GREENCASTLE >> If you have ever wanted to time travel, the Apple Festival and Antique Engine Display Saturday, Oct. 10, at the Tayamentasachta Environmental Center is the place to be. It will also be the place to find an enormous variety of apples.

A strolling minstrel will delight visitors with historical stories, music and song, one of the many moments during the day when the past will seem closer. An antique engine exhibit by the Cumberland Valley Antique Engine and Machinery Association and horse-drawn wagon rides along the Tayamentasachta trails featuring a team of Belgian Horses, compliments of Charles Lindsay, will also bring back images of an earlier day when farming was the predominant occupation.

There will be local craft displays and decorations — many offered by the Greencastle-Antrim High School's Arts Club — such as scarecrow making, face painting and pumpkin decorating. A hearty chicken barbecue lunch will be served from 11 a.m. to 1 p.m. with cabbage slaw, baked potatoes, applesauce from Knouse Foods, rolls, cake and apple cider. Michael's BBQ will provide the meal. Tickets for the meal are $8 in advance, available at any of the Greencastle-Antrim Schools, or $9 on the day of the festival.

Apples will be the stars of the day, with several varieties and related products available from Tracey's Orchard, and members of the Tracey family on hand to answer questions.

And what a better way to celebrate autumn's best-loved fruit than in the form of dumplings, freshly baked in the farmhouse kitchen and on sale for $3.50 per dumpling.

Tayamentasachta was established in 1966 as an Environmental Center, with 35 acres featuring an 1820s farmhouse and barn, natural spring and spring house, log cabin, longhouse, pavilion, orchard and trails.

Ron Powers, former teacher and administrator in Greencastle-Antrim, said that "Tayamentasachta is a unique and unusual resource that most schools don't have, and which gives kids a hands-on way to understand and appreciate the environment."

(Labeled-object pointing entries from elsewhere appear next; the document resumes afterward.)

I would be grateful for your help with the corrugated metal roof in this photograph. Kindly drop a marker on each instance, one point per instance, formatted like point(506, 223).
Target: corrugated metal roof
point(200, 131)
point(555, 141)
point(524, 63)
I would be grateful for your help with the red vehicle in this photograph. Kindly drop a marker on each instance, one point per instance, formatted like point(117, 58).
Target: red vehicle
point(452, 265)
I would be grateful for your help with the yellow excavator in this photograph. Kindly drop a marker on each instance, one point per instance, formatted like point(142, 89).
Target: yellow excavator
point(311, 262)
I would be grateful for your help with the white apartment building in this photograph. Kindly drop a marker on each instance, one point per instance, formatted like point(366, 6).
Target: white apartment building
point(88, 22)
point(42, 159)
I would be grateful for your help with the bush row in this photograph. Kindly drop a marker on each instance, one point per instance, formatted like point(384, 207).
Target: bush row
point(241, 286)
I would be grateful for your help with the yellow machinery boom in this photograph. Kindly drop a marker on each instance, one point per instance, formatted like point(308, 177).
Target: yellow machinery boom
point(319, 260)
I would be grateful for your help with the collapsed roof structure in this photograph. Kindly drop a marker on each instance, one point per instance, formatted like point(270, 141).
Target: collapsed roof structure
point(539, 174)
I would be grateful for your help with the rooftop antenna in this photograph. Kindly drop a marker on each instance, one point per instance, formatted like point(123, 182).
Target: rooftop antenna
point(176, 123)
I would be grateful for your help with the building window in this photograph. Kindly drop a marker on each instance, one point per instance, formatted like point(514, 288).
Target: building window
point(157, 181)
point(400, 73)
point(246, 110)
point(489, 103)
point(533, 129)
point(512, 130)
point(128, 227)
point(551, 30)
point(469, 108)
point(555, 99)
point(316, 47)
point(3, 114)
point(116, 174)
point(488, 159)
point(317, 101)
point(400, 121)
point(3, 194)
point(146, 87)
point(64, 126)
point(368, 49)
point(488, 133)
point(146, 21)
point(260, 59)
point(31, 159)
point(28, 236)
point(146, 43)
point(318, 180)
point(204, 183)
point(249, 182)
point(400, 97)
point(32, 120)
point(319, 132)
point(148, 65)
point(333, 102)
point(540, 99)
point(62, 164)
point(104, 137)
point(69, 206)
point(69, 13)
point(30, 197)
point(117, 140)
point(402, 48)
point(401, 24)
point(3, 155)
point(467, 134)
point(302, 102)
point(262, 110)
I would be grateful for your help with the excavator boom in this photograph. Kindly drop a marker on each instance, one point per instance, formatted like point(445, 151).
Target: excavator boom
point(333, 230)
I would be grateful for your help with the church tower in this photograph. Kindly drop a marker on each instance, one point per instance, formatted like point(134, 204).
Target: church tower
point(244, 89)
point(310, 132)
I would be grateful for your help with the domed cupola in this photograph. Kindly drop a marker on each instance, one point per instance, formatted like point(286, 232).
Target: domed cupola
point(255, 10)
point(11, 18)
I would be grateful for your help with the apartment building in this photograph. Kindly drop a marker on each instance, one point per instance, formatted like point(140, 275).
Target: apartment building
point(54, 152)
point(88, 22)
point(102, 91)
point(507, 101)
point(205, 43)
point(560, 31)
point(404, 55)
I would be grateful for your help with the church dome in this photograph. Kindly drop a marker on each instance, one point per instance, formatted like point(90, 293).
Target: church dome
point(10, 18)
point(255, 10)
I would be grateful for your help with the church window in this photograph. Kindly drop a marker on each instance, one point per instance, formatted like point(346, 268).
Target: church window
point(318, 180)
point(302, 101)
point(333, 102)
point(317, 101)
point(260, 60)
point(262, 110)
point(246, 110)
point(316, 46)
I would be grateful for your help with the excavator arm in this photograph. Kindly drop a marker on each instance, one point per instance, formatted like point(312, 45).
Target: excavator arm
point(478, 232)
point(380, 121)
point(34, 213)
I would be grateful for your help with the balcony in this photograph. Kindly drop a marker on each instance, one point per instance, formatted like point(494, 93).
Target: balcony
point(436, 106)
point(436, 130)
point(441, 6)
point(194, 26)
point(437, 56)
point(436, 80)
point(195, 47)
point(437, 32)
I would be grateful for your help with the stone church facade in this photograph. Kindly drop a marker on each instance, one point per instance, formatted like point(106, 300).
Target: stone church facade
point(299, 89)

"All students in the district, from kindergarten on up, go through the center," Powers said. "One of my classes worked on the wetlands as part of a school project, making a topographic map, putting in native plants and making ponds and a bridge."

The proceeds from the apple festival will benefit the Environmental Education Advisory Committee and the education programs at the Center. Powers, now chairman of the fundraising committee, said that proceeds will be used for repairs and maintenance on the farmhouse.